The majority of patients with operated CHD is not cured and thus requires ongoing congenital cardiac care because of the high frequency of residua and sequelae. The conditions and their expected survival are shown below.

Survival of Corrected and Uncorrected congenital heart defects

Common Defects in which un-operated adult survival is expected

  1. Bicuspid aortic valve
  2. Pulmonary valve stenosis
  3. Ostium secundum atrial septal defect
  4. Small patent ductus arteriosus
  5. Small ventricular septal defect

Uncommon Defects in which un-operated adult survival is expected

  1. Congenitally corrected transposition of the great arteries (I-TGA)
  2. Ebstein’s anomaly
  3. Congenital pulmonary valve regurgitation
  4. Lutembacher’s syndrome
  5. Sinus of Valsalva aneurysm
  6. Coronary artery anomalies
  7. Single ventricle with pulmonary stenosis

Common Defects in which un-operated adult survival is exceptional

  1. Large ventricle septal defect
  2. Aortic forestation
  3. Tetralogy of Fallot
  4. Complete transportation of the great arteries

Most patients with operated CHD require lifelong informed cardiovascular follow up.

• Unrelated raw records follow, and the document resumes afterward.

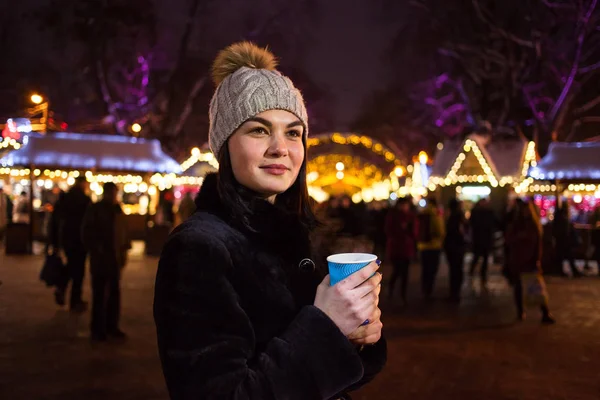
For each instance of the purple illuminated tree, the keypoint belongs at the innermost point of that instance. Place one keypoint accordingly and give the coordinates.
(519, 64)
(155, 70)
(111, 41)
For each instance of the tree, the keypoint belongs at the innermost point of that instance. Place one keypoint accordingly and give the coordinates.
(170, 97)
(515, 64)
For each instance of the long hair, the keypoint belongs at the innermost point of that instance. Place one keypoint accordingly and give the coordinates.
(238, 199)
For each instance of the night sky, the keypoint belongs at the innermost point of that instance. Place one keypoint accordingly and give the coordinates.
(347, 56)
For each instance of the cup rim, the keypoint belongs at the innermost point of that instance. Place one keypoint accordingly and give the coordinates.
(362, 258)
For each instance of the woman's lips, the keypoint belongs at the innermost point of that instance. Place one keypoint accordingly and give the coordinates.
(275, 169)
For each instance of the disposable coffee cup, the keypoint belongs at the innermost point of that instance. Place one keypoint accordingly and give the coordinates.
(343, 265)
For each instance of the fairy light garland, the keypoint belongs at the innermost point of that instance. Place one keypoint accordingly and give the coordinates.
(453, 178)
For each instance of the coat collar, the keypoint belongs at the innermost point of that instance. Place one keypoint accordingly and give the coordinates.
(269, 225)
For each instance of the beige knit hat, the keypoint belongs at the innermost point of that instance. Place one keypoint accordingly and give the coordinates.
(248, 84)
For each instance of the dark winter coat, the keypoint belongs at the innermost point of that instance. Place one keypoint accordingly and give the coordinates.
(455, 233)
(483, 227)
(234, 313)
(106, 238)
(524, 241)
(70, 210)
(401, 230)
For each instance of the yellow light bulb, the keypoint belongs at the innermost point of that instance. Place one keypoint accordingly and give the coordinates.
(36, 98)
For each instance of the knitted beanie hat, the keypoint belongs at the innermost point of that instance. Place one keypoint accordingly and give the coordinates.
(248, 84)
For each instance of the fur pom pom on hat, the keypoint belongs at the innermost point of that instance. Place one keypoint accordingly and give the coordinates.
(248, 84)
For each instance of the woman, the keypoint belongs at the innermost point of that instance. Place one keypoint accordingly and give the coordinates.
(524, 241)
(454, 247)
(239, 310)
(401, 230)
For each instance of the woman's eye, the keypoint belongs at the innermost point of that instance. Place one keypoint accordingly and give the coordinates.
(260, 131)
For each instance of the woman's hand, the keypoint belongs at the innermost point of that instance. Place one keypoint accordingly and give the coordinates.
(368, 334)
(351, 301)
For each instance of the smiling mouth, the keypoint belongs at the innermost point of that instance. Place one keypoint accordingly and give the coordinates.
(275, 169)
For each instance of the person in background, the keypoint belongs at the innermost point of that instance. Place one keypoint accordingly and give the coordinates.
(3, 212)
(483, 227)
(21, 209)
(595, 239)
(186, 207)
(66, 223)
(455, 247)
(165, 214)
(401, 230)
(524, 239)
(565, 238)
(431, 235)
(376, 221)
(106, 237)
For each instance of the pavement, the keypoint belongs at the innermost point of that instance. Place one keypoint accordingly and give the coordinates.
(475, 350)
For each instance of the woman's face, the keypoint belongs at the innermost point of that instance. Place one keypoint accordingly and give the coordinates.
(267, 152)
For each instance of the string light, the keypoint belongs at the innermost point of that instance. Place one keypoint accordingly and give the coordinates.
(488, 175)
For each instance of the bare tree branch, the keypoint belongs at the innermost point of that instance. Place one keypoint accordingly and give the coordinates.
(574, 68)
(587, 106)
(502, 32)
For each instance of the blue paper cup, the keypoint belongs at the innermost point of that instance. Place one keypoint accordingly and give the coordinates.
(345, 264)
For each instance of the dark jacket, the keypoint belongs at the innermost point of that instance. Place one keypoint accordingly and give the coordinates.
(401, 230)
(69, 211)
(483, 226)
(106, 238)
(455, 233)
(234, 313)
(524, 241)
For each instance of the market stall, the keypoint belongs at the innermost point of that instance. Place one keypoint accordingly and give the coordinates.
(481, 166)
(351, 164)
(568, 175)
(53, 161)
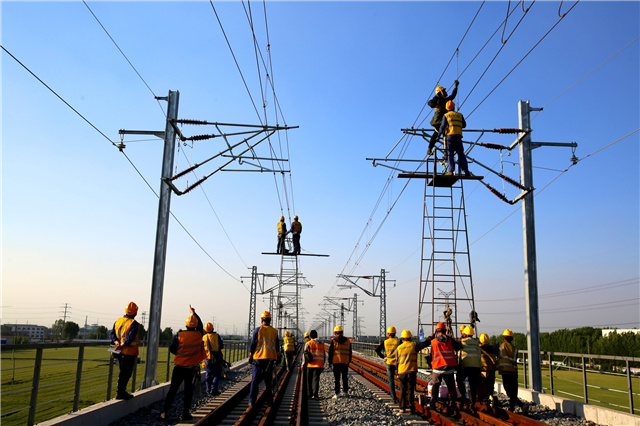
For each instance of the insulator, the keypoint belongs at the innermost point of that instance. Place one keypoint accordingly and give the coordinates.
(493, 146)
(188, 121)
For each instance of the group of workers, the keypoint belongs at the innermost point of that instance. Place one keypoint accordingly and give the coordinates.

Periodic evaluation at an established adult congenital heart disease clinic is recommended. However, regular lifelong follow up is required at a local level and adult cardiologists must be aware of the cardiovascular issues that may arise in adult CHD patients and recognize problems which warrant referral to an adult congenital heart disease clinic. Many patients with important residua or sequelae from their CHD are asymptomatic and the first symptom is often an arrhythmia.